By Kajol Singh / INN Bureau
The Central Economic Intelligence Bureau (CEIB) is looking into the ingenious modus operandi of the money laundering cartels operating under the guise of legitimate overseas businesses. Sources said the suspicious trade-based racket has brought several companies under the Centre’s scanner.
“At least four companies were used to transfer Rs 325 crore abroad under the pretext of doing business. However, it emerged that these companies are not active and were never involved in any trade,” Sources said.
According to an official, the Directorate of Revenue Intelligence (DRI) had earlier examined the books of the suspected firms and warned the CEIB about large-scale money laundering activity to camouflage the illicit proceeds.
He said that dummy accounts were used to deposit and transfer huge amount of money.
In one instance, several hundred crores were detected in 60 dummy accounts, which are being investigated by the CEIB sleuths.
“It’s confirmed that money is going abroad claiming legitimate trade but we have found it to be a complete farce.

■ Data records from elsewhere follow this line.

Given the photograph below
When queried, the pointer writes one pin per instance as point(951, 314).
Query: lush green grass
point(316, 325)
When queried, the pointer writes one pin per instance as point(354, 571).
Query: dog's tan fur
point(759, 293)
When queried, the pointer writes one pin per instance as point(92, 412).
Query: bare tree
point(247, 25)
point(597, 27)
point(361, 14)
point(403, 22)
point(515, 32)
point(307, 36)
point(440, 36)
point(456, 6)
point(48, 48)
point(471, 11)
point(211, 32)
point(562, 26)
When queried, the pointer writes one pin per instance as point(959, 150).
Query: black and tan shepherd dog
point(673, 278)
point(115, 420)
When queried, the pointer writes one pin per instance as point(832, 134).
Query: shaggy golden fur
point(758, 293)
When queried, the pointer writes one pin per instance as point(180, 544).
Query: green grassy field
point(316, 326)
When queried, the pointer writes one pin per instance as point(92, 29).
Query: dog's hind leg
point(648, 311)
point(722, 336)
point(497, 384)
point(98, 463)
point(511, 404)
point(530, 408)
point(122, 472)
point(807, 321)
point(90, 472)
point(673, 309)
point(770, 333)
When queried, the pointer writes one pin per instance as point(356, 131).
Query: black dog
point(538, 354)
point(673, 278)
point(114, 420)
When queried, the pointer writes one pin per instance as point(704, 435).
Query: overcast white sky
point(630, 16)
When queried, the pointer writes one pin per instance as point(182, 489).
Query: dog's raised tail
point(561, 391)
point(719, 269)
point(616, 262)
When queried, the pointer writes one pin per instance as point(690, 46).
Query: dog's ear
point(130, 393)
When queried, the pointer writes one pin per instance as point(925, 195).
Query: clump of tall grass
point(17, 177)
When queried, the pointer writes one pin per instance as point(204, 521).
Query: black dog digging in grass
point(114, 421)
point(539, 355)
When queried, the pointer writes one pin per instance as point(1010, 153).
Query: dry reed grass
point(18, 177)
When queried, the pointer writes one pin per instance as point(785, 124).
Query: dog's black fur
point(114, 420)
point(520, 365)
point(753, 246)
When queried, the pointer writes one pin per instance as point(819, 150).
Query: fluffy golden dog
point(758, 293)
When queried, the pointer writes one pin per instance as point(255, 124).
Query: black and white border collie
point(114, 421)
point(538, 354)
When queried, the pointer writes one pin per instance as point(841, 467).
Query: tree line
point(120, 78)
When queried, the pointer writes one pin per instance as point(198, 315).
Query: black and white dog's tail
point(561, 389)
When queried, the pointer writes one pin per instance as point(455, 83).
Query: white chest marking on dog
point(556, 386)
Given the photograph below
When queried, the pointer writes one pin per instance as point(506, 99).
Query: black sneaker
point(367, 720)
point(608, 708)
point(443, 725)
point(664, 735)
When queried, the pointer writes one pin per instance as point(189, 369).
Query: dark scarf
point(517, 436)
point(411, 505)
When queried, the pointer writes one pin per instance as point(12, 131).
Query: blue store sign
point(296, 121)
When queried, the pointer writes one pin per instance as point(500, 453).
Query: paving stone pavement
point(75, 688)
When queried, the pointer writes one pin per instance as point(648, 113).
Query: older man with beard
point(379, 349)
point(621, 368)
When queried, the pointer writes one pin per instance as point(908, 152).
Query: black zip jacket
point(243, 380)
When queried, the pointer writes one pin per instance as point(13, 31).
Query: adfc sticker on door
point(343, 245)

In fact, there is no trade in the practical sense,” he said.
Sources said that following the Centre’s crackdown on domestic money laundering rackets and detection of illegitimate offshore accounts by using the bilateral tax treaty with the various countries, the money launderers have devised a new method to conceal the transactions which is impossible to detect unless the books are thoroughly audited.
In order to tackle the menace, the Centre had amended the existing Prevention of Money Laundering Act (PMLA) in January with stricter punishment for offences under the act.
Although, India had signed agreements with various countries to exchange information regarding such activities, there are certain countries which do not effectively exchange information with India as an anti-avoidance measure.